Home
Java from First Principles / Chapter 4 — Strings Deep Dive

Strings Deep Dive

Why == lies. The String Pool. StringBuilder vs StringBuffer vs string concatenation in a loop. The 1000-object trap.


The most-used class in Java

Almost every Java program manipulates strings. Names, IDs, URLs, log messages, JSON payloads, SQL queries — all strings. Yet String is also the source of more subtle bugs than almost any other class. The == vs .equals() confusion. The "Strings are immutable, so concatenation in a loop is slow" trap. The interview question that asks "what does == return for two strings with the same content?" and watches you sweat.

This chapter is the deep dive on Strings. Why they're immutable. How the String Pool actually works. When to use StringBuilder vs StringBuffer vs plain +. The text blocks added in modern Java. The performance gotchas that bite at scale.

It's a longer chapter than you might expect for "just strings." That's because String behaviour underpins so much of Java's correctness story that getting it right matters more than getting almost any other class right.


Strings are immutable

A String in Java cannot be changed after it's created. Every method that "modifies" a string actually returns a new String:

Java
String s = "hello";
s.toUpperCase();             // does nothing visible — return value discarded
System.out.println(s);       // "hello"

s = s.toUpperCase();          // assigns the new String to s
System.out.println(s);       // "HELLO"

The original "hello" String object never changed. toUpperCase() created a new String containing "HELLO" and returned it.
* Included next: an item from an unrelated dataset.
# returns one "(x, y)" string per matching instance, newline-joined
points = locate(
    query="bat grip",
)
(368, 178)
If you don't capture the return value, the new String is immediately garbage.

Why immutable? Several real reasons:

**Thread safety.** Multiple threads can share a String reference without any synchronization. There's nothing to mutate, so there's no race condition.

**Caching.** Strings can be safely interned (deduplicated) because we know none of them will ever change.

**Hash code caching.** String.hashCode() is cached after the first call. This makes Strings ideal as HashMap keys — they're cheap to hash repeatedly.

**Security.** A String passed to a method (a file path, a URL, a SQL query) can't be tampered with by the receiving code. The caller knows the value won't change behind their back.

The cost is that "modifying" a String creates a new one. For a single call this is invisible. For a million calls in a tight loop, it matters — which is why StringBuilder exists.


The String Pool

When you write a String literal in Java source code, the JVM stores it in a special area of the heap called the **String Pool** (sometimes called the string intern pool).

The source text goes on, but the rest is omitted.